L’arrêt peut surprendre quand on le compare à d’anciennes solutions portant sur des cessions de fonds de commerce avec débit de boisson par lesquelles la première chambre civile a décidé qu’en vertu de son devoir de conseil, le notaire avait l’obligation, en s’adressant tant au procureur de la République qu’à l’administration fiscale compétente, de s’assurer que le fonds ne fait l’objet d’aucune décision limitant ou empêchant son exploitation normale et entraînant le retrait de la licence (Civ. 1re, 10 déc. 1985, n° 84-15.015, Bull. civ. I, n° 340) et que ses clients ne sont pas condamnés pour crimes de droit commun ou pour certains délits entraînant une incapacité perpétuelle d’exploiter un débit de boisson (Civ. 1re, 9 nov. 1999, n° 97-14.521).

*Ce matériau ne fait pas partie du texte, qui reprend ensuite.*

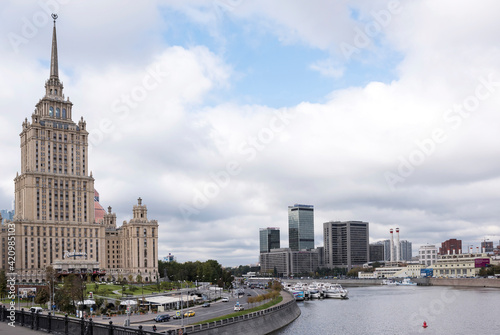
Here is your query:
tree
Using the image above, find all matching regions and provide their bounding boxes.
[63,274,85,310]
[45,265,56,304]
[0,270,7,299]
[35,287,50,305]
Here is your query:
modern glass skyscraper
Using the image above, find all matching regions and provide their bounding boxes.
[323,221,370,269]
[259,227,280,253]
[288,204,314,251]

La première chambre civile ne va cependant pas à rebours de ces solutions, elle les complète. L’obligation de vérification qui incombe au notaire en vertu de son devoir de conseil n’est pas remise en cause, elle est conditionnée. La Cour de cassation précise qu’elle n’est pas automatique et qu’elle n’existe qu’en cas de doute sur la véracité des déclarations faites par une des parties.

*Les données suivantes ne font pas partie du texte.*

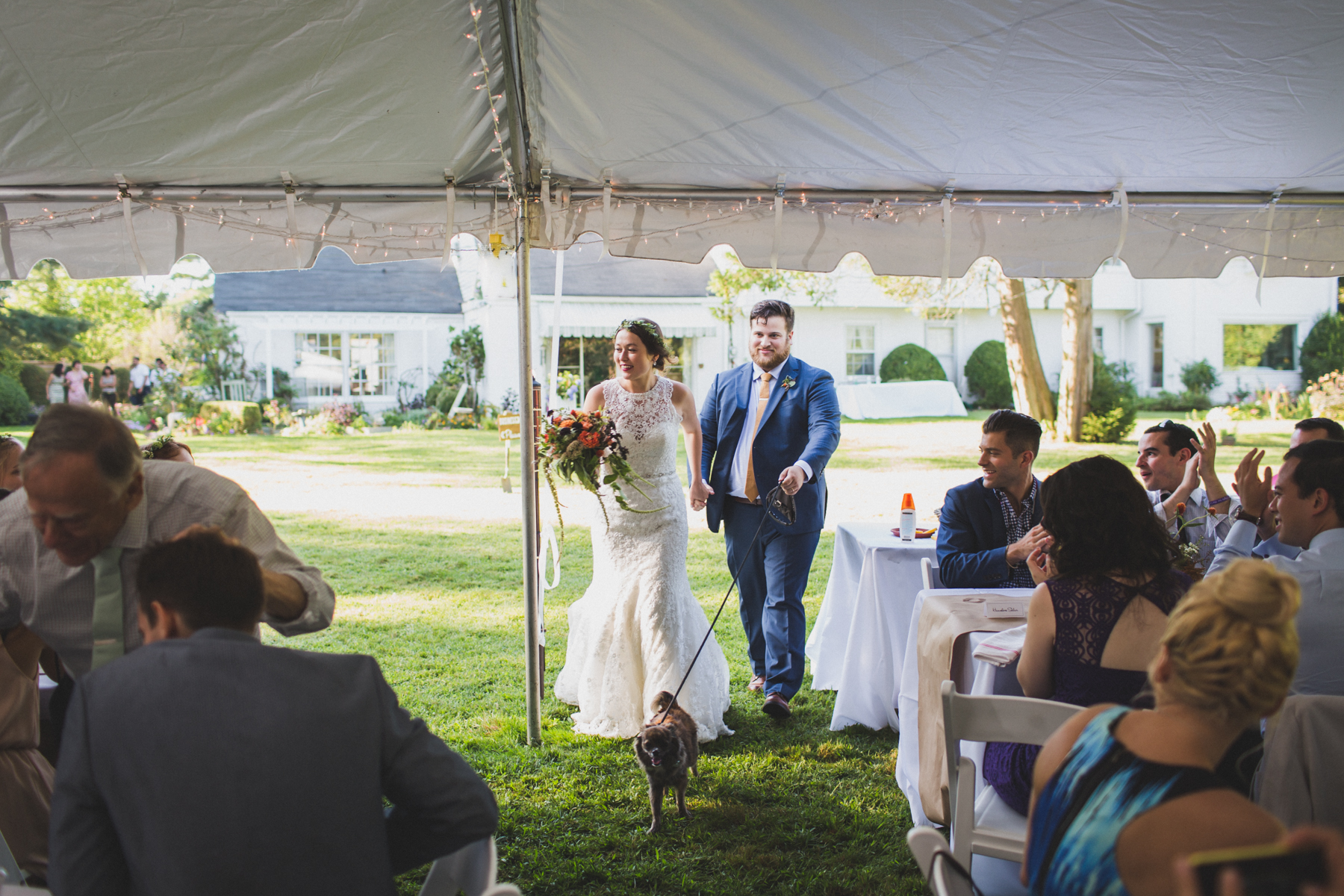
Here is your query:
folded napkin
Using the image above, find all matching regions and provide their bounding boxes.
[971,625,1027,666]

Cette solution, davantage protectrice du notaire que du vendeur, peut paraître sévère puisque, de prime abord, il aurait suffi pour l’officier ministériel de se tourner vers le procureur de la République pour connaître la situation exacte du cessionnaire et éviter la conclusion de la vente comme sa résolution. Pourtant, il s’avère que, même en le faisant, le notaire n’aurait pas pu connaître l’incapacité qui frappait le cessionnaire en raison des condamnations dont il a fait l’objet ; précisément parce que celles-ci figurent sur le bulletin n° 2 du casier judiciaire ne pouvant, en vertu des articles 774 et suivants du code de procédure pénale, être transmis, dans sa totalité, qu’à un nombre restreint de personnes, dont le notaire est exclu. Partant, comment reprocher au notaire de ne pas avoir effectué des vérifications qu’il n’était pas en mesure d’obtenir ?

En réalité, la Cour de cassation semble opérer une distinction entre deux situations. Lorsqu’il est aisé pour le notaire de procéder aux vérifications assurant l’efficacité de l’acte rédigé, il a l’obligation de le faire mais, quand il est plus difficile pour lui d’obtenir les informations susceptibles de prouver ou de mettre en échec la véracité des déclarations faites par les parties, cette obligation n’est imposée qu’en cas de doute. C’est pourquoi, lorsqu’il existe une publicité légale facilement accessible  et que la presse a largement diffusé une information par exemple (Civ. 1re, 11 janv. 2017, n° 15-22.776), la Cour de cassation considère que le notaire ne pouvait pas ignorer l’inexactitude de la déclaration faite par l’une des parties. L’obligation de vérification est ici renforcée.

En revanche, son obligation de vérification trouve ses limites quand il ne peut pas savoir. L’obligation de vérification est alors allégée. Récemment, par exemple, la Cour de cassation a précisé que « le notaire chargé de dresser un acte de vente immobilière n’est pas tenu de vérifier la possibilité de procéder à un changement de destination de l’immeuble vendu qui n’est pas mentionné à l’acte et dont il n’a pas été avisé, à moins qu’il n’ait pu raisonnablement l’ignorer » (Civ. 1re, 29 mars 2017, n° 15-50.102).

L’arrêt rapporté démontre que, pour la Cour de cassation, le notaire n’a pas à rechercher ni vérifier ce qu’il peut légitimement ignorer.